Oleh: Sudjarwo
Guru Besar Ilmu Ilmu Sosial di FKIP Unila
Dalam peringatan Hari Guru Nasional (HGN) ke-76 tahun 2021, Direktorat Lalu Lintas (Ditlantas) Polda Lampung bersama Jajaran (Satlantas) menyambangi sejumlah siswa dan siswi serta dewan guru di Pulau Harimau tepatnya di SDN 5 Sumur, Kecamatan Ketapang, Lampung Selatan, Kamis (25/11/2021). Selain melakukan kunjungan, Ditlantas polda Lampung dan Jajaran memberikan bantuan berbagai perlengkapan sekolah seperti alat tulis dan sembako serta uang tunai untuk dewan guru. Bantuan tersebut, diserahkan langsung Wakil Direktur Lalu lintas (Wadirlantas) Polda Lampung, AKBP M. Ali didampingi Kasatlantas Polres Lamsel, AKP Edwin dan Kasat Pol Air Polres Lamsel Ipda Fahrul Arif.
Membaca kutipan tulisan berita di media online yang kita cintai ini beberapa hari lalu saat diperingatinya Hari Guru Nasional yang ke 76; perasaan haru membuncah, bagaimana tersanjungnya Guru mendapatkan perhatian yang begitu besar dari kesatuan Kepolisian Republik Indonesia. Atas nama profesi dan pribadi hanya sanjungan “terimakasih” yang bisa terucap, semoga semua menjadi amal ibadah yang diganjar berlipat oleh Sang Khalik.
Ada guyonan teman bagaimana seorang Polisi Lalu Lintas menangkap seorang guru yang lupa memakai pelindung kepala saat mengendari kendaraan, karena terburuburu kesiangan menuju Sekolah. Sang Polisi dengan arief memerintahkan pak guru untuk menulis pada selembar kertas dengan kalimat “saya tidak akan mengulangi lagi” sampai penuh kertas itu. Lelucon ini menggambarkan bagaimana hormatnya petugas tadi kepada pak guru yang harus sigap menuju kelasnya karena kesiangan, namun aturan akan pelanggaran tetap dijalankan.
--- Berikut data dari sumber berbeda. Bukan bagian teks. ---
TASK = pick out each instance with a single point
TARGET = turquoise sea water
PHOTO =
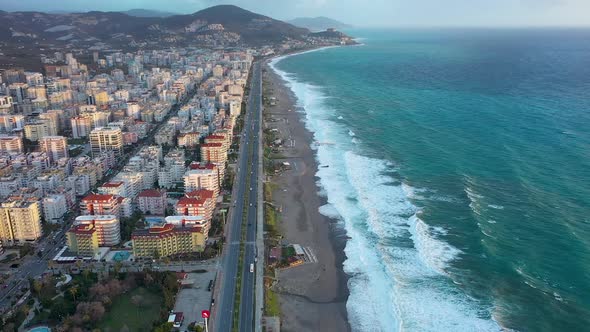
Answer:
(459, 165)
Guru dan polisi adalah dua profesi “layanan” kepada masyarakat yang serupa tetapi tak sama. Serupa; karena menghadapi resiko yang sama beratnya saat menegakkan aturan. Jika guru dan polisi terlalu lunak dalam menegakkan aturan, akan mendapatkan cemoohan dari masyarakat sebgai “tidak berwibawa”; jika tegas menegakkan aturan mendapatkan cap “kejam”. Sehingga, tidak jarang kedua profesi ini menjadi bahan olok olokan masyarakat jika tidak bisa “memenuhi” selera masyarakat.
Bedanya, jika guru melakukan kesalahan, maka kesalhan itu akan bergenerasi, terus mengalir sampai jauh. Sementara kalau pak Polisi jika melakukan kesalahan, maka kesalahan itu akan berhenti pada kesatuannya. Oleh karena itu, kedua profesi ini orang orangnya akan selalu berupaya untuk mencapai “nol kesalahan”. Namun hal itu tidak mungkin terjadi, mengingat kesempurnaan manusia itu justru ada pada kealpaannya.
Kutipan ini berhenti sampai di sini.